Fixed parameters: \(L = 1.0\) m, \(b = 0.1\) m, \(P = 1{,}000\) N, \(E = 210\) GPa, \(\nu = 0.3\), \(\kappa = 5/6\). Varied: \(L/h\), which fixes beam height as \(h = L/(L/h)\).

\(L/h\) \(h\) [m] Beam Type \(\ln B_{EB/Timo}\) Recommendation
5 0.200 Very thick −11.11 Timoshenko
8 0.125 Thick −7.68 Timoshenko
10 0.100 Moderate −4.32 Timoshenko
12 0.083 Moderate −3.91 Timoshenko
15 0.067 Transition zone −2.45 Timoshenko
20 0.050 Slender +0.39 Euler-Bernoulli
30 0.033 Slender +0.08 Euler-Bernoulli
50 0.020 Very slender +0.06 Euler-Bernoulli
60 0.017 Very slender −0.06 Euler-Bernoulli
70 0.014 Very slender +0.18 Euler-Bernoulli
100 0.010 Very slender −0.02 Euler-Bernoulli

Transition point: \(L/h \approx 19.2\) (linear interpolation of the \(\ln B = 0\) zero-crossing between \(L/h = 15\) and \(L/h = 20\)).

The study grid is denser in the \(L/h = 10\)\(20\) region to resolve the transition accurately. For slender beams (\(L/h \geq 20\)) the shear term \(PL/(\kappa GA)\) is physically negligible relative to the bending term \(PL^3/(3EI)\), and both models predict essentially identical deflections. The resulting \(|\ln B| \approx 0\) is the expected physical outcome — not a sign of ambiguity. Because the models are equivalent in this regime, Occam's razor (encoded in the marginal likelihood) selects the simpler Euler-Bernoulli model. The small fluctuations in sign seen at \(L/h = 50\)\(60\) are MCMC sampling noise, not evidence of Timoshenko being preferred. Inconclusive as a label applies only in the narrow transition zone (\(L/h \approx 15\)\(19\)) where the shear contribution is non-trivial but not yet dominant.
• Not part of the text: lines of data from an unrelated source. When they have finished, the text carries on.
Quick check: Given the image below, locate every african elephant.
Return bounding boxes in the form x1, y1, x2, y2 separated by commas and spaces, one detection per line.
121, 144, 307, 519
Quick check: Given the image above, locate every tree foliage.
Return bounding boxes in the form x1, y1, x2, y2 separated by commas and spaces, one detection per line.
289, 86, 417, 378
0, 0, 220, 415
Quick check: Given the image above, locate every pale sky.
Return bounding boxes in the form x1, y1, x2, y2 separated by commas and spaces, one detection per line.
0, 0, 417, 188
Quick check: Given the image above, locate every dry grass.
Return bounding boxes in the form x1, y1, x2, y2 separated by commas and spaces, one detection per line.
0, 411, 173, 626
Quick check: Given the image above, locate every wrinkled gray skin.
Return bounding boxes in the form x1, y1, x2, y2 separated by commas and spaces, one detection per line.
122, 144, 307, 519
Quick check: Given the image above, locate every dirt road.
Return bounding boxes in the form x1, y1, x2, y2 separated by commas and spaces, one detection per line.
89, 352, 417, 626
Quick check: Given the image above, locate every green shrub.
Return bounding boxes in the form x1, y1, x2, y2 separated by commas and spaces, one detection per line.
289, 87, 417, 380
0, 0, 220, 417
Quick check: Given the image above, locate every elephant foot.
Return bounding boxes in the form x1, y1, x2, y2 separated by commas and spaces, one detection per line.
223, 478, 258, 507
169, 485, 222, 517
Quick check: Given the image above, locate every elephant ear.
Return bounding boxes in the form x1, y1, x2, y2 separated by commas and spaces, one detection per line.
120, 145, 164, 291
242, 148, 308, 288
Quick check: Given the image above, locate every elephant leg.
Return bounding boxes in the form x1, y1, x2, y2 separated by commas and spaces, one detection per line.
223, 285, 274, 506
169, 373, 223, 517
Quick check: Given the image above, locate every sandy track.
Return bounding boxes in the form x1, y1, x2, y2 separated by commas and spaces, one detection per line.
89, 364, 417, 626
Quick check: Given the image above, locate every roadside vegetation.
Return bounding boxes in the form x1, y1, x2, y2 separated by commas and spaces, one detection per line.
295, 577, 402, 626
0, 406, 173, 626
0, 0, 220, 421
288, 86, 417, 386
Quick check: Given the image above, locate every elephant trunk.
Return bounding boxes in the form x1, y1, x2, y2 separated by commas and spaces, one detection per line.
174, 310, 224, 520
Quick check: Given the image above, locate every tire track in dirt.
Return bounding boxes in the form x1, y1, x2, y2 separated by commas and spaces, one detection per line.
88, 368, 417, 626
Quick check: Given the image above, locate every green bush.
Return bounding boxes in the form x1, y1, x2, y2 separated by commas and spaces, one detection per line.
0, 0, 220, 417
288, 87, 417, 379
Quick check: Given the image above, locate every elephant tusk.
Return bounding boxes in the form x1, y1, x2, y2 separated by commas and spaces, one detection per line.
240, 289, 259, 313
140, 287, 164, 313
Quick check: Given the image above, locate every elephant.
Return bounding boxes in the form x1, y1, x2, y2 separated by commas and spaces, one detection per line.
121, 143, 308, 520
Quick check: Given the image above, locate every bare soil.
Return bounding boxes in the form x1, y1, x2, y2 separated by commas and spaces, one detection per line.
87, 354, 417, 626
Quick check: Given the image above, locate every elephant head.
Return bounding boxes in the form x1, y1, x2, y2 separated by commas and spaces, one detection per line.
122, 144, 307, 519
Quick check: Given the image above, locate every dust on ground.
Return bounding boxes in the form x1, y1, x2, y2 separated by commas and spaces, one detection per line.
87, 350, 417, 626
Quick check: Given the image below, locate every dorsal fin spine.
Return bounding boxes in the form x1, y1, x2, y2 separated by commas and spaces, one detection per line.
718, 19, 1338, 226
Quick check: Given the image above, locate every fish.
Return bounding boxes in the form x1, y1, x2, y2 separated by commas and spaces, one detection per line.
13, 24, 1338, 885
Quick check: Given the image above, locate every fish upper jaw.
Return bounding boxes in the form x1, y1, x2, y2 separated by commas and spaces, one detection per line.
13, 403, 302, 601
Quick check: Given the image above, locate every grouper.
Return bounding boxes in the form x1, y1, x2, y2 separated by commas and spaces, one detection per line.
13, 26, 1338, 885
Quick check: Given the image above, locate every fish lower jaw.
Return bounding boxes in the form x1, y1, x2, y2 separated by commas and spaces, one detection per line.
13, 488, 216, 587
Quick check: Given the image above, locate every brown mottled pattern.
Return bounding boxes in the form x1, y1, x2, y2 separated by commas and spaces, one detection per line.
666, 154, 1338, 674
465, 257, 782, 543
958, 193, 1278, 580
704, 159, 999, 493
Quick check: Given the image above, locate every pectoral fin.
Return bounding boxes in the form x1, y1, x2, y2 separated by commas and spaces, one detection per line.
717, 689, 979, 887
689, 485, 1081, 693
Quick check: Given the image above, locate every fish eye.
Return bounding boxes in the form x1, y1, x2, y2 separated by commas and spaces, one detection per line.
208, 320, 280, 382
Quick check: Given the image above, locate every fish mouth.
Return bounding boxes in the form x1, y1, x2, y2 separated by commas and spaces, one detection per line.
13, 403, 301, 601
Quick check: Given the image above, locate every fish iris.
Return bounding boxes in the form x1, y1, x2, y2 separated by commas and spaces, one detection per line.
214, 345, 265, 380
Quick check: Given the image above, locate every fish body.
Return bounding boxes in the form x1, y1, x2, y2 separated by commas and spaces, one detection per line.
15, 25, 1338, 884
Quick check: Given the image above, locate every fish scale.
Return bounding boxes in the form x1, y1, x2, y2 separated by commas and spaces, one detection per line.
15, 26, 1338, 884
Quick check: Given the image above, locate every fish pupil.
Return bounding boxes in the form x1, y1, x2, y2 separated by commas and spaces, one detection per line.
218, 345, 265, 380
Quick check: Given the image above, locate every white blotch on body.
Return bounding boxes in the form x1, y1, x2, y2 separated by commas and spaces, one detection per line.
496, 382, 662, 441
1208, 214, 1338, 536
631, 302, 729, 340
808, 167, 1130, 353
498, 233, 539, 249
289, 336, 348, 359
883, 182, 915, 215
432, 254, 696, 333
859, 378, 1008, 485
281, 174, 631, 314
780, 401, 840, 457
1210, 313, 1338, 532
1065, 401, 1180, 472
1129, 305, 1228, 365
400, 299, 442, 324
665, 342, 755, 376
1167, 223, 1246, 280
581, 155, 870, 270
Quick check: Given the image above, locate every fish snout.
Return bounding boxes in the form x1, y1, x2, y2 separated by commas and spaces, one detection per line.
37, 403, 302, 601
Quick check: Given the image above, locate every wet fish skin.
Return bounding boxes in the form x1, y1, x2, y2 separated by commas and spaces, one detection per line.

6. Frequency Analysis Parameters

The pipeline also computes analytical natural frequencies for both theories as a physics-based cross-check. The EB natural frequency for cantilever mode \(n\) is:

\[f_n^{EB} = \frac{\lambda_n^2}{2\pi L^2} \sqrt{\frac{EI}{\rho A}}\]

where \(\lambda_n\) are the eigenvalues of the clamped-free boundary condition (\(\lambda_1 = 1.875\), \(\lambda_2 = 4.694\), …).

Timoshenko frequencies include shear and rotary inertia corrections that reduce predicted values compared to EB, with the discrepancy growing for thick beams and higher modes. Results are written to outputs/reports/frequency_analysis.txt by FrequencyBasedModelSelector in hyperparameter_optimization.py.


References

  1. Kass, R. E., & Raftery, A. E. (1995). Bayes Factors. Journal of the American Statistical Association, 90(430), 773–795.
  2. Timoshenko, S. P. (1921). On the correction factor for shear of the differential equation for transverse vibrations of bars. Philosophical Magazine, 41, 744–746.